One of the authors, Dr Mike Joy of Massey University's Institute of Agriculture and Environment, said the problems would be exacerbated by Government plans to increase agricultural production.

"There are even plans to increase development of our rivers and wetlands, exacerbating these problems," he said.

"It [fresh water quality] is a taonga of paramount importance and valued for its contribution to biodiversity, recreation, the economy and the overall wellbeing of New Zealanders."

The Government has set out core priorities and objectives to improve freshwater management in the new National Policy Statement for Freshwater Management.

These mean rivers and lakes now have minimum or "bottom line" requirements that must be achieved so the water quality is suitable for ecosystem and human health, and include a range of other actions for regional councils.

However, the authors argued the National Policy Statement did not go far enough and laid out six priorities to tackle the issue:

* Change legislation to adequately protect native and endemic fish species and invertebrates, including those harvested commercially and recreationally.

* Protect habitat critical to the survival of New Zealand's freshwater species.

* Include river habitat to protect ecosystem health in the National Objectives Framework for the National Policy Statement on freshwater.

* Establish monitoring and recovery plans for New Zealand's threatened freshwater invertebrate fauna.

* Develop policy and best management practices for freshwater catchments, which includes wetlands, estuaries and groundwater ecosystems.

* Establish, improve and maintain appropriately wide riparian zones that connect across entire water catchments.

"We can implement some real changes which will not only improve the freshwater environments for the species living in them, but also for us by providing clean water and wonderful places for fishing," co-author Dr Emily Elston said.

"We have to do something about the increasingly poor state of our rivers, lakes and groundwater resources.
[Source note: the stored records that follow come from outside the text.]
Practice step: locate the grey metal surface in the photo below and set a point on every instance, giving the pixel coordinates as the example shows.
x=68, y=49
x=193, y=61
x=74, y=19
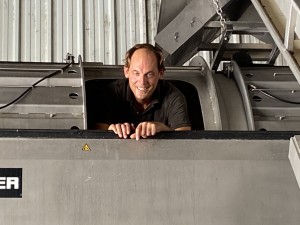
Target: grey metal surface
x=187, y=30
x=271, y=85
x=151, y=182
x=294, y=156
x=57, y=102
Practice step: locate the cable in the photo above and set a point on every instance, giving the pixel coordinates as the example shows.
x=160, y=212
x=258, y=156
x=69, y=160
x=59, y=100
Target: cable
x=254, y=88
x=33, y=86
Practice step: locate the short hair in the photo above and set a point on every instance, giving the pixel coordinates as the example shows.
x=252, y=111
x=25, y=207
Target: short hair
x=158, y=53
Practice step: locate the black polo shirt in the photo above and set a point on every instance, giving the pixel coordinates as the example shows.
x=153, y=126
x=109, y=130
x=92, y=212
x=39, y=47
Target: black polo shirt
x=168, y=105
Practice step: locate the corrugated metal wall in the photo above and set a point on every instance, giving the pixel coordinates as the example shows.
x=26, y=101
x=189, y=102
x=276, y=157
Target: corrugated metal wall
x=98, y=30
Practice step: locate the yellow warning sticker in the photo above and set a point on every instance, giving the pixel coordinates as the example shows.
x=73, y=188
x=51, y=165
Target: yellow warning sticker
x=86, y=148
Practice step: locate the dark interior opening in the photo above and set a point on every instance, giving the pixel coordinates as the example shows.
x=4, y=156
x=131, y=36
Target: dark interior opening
x=96, y=90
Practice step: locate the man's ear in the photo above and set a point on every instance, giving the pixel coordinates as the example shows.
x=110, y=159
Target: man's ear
x=126, y=71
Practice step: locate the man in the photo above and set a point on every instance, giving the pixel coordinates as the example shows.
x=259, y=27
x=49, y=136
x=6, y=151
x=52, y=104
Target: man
x=142, y=104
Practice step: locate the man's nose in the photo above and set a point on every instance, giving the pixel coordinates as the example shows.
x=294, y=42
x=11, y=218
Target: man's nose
x=143, y=79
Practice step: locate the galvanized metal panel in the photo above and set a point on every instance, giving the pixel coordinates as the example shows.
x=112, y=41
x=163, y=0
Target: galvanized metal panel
x=150, y=182
x=99, y=30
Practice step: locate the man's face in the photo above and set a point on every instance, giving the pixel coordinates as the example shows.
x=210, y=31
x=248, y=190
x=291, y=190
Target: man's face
x=143, y=75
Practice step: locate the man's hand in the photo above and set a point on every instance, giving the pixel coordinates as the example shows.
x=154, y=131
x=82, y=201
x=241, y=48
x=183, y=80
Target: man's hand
x=123, y=130
x=146, y=129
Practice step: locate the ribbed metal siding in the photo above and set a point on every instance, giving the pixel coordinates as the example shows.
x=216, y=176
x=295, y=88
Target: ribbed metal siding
x=98, y=30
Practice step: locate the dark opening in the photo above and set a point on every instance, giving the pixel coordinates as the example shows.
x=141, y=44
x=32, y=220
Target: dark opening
x=96, y=90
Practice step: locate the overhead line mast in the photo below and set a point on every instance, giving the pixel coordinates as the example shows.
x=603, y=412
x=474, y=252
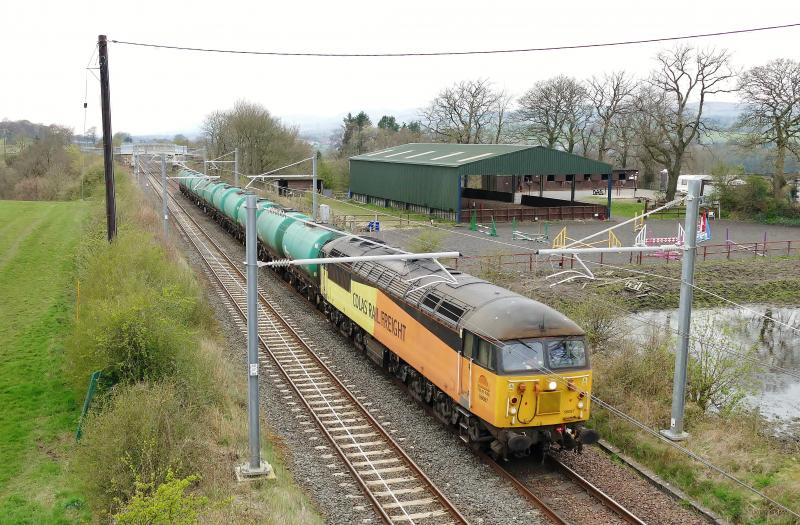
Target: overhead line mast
x=108, y=154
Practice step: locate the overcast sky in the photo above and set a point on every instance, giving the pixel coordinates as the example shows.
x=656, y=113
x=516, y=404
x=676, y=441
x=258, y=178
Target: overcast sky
x=46, y=46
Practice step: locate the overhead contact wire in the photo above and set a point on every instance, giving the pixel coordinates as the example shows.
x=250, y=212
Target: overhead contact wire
x=459, y=53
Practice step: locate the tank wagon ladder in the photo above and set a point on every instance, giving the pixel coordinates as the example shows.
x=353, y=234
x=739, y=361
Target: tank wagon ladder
x=398, y=489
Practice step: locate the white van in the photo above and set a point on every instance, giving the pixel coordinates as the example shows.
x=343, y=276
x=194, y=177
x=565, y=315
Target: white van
x=683, y=183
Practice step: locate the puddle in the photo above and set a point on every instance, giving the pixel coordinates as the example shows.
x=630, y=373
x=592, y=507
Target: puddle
x=773, y=344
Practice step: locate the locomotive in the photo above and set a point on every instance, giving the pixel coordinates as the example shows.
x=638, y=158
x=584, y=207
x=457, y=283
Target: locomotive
x=511, y=374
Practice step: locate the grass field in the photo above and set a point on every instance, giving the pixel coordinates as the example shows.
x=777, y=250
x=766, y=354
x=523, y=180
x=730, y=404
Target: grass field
x=37, y=410
x=620, y=209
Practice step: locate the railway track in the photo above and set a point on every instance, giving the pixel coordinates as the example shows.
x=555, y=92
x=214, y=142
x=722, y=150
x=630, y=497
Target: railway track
x=397, y=488
x=562, y=494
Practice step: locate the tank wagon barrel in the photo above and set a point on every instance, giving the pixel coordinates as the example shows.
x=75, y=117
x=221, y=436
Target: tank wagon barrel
x=511, y=374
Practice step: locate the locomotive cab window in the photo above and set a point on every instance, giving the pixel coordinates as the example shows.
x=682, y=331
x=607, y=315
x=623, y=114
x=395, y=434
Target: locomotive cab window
x=566, y=353
x=521, y=357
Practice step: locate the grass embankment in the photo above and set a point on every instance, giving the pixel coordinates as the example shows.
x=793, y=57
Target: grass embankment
x=636, y=378
x=620, y=208
x=172, y=401
x=38, y=410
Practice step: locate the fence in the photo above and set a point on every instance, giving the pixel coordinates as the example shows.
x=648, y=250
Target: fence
x=529, y=261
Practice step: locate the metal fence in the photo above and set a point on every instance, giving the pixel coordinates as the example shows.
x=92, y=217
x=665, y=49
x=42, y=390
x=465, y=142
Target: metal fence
x=529, y=261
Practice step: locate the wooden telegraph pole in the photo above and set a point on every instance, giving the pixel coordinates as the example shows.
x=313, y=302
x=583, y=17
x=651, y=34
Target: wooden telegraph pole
x=108, y=159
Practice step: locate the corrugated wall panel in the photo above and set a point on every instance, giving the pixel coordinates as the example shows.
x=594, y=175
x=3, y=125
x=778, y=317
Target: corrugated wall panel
x=433, y=186
x=535, y=161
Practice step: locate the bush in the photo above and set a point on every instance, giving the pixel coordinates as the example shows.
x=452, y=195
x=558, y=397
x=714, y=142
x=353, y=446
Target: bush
x=635, y=370
x=721, y=371
x=143, y=432
x=139, y=314
x=167, y=505
x=602, y=324
x=754, y=200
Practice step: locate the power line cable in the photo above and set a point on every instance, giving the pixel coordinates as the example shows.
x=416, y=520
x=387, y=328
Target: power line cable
x=457, y=53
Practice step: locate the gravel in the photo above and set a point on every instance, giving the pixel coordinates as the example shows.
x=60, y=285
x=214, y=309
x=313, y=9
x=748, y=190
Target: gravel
x=472, y=486
x=626, y=487
x=476, y=491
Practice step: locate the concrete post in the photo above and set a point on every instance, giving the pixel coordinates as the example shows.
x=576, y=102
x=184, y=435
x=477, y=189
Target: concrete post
x=314, y=187
x=255, y=467
x=165, y=196
x=236, y=167
x=676, y=432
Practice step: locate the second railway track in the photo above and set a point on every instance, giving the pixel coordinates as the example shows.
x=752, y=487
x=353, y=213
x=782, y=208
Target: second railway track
x=398, y=489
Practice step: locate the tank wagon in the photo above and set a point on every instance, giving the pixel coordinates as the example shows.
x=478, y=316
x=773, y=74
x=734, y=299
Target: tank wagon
x=511, y=374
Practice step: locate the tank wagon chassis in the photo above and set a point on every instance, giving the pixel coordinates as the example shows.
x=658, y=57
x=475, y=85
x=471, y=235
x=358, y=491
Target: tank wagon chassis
x=224, y=204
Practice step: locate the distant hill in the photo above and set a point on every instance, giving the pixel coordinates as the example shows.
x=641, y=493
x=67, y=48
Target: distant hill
x=722, y=113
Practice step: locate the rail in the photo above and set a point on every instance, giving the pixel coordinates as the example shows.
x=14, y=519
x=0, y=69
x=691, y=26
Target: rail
x=398, y=489
x=555, y=515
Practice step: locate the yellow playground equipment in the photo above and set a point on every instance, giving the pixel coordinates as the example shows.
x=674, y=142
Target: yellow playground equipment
x=562, y=240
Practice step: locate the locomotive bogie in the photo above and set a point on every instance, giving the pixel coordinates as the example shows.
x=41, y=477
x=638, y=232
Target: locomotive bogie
x=512, y=374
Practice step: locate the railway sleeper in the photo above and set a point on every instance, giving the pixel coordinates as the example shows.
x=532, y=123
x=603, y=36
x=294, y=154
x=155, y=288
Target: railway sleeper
x=500, y=443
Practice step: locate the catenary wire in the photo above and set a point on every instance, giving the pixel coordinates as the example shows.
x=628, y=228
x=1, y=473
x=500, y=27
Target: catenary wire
x=644, y=427
x=694, y=339
x=459, y=53
x=534, y=250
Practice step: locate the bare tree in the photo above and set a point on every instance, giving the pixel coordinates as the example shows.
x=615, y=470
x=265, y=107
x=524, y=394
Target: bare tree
x=469, y=112
x=771, y=94
x=670, y=107
x=264, y=142
x=610, y=97
x=554, y=112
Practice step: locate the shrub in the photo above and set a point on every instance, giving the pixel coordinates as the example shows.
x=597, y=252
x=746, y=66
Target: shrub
x=602, y=324
x=143, y=432
x=721, y=371
x=166, y=505
x=636, y=371
x=139, y=314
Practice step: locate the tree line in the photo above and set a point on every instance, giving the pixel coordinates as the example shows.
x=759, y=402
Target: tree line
x=654, y=122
Business as usual is no longer an option."

The report has been endorsed by a list of freshwater scientists, including Professor Jenny Webster-Brown, the director of Canterbury University's Waterways Centre for Freshwater Management and Dr Gerry Closs, of Otago University.

The New Zealand Herald has approached a number of other leading scientists for their response to the report, as well as the Department of Conservation.

Parliamentary Commissioner for the Environment, Dr Jan Wright, earlier this year criticised several parts of the new National Policy Statement.

She argued that regional councils should prioritise protection of vulnerable water bodies and catchments, which were being affected by weeds, slime and algae that stemmed from nitrogen and phosphorus used on land as nutrients.

Those water bodies that were vulnerable to particular pressure should be considered first, because the cost and difficulty of restoring them would be that much greater, she said in June.

Dr Wright was further concerned about an "unders and overs" approach where regional councils were allowed to degrade some waterways and compensate by improving others.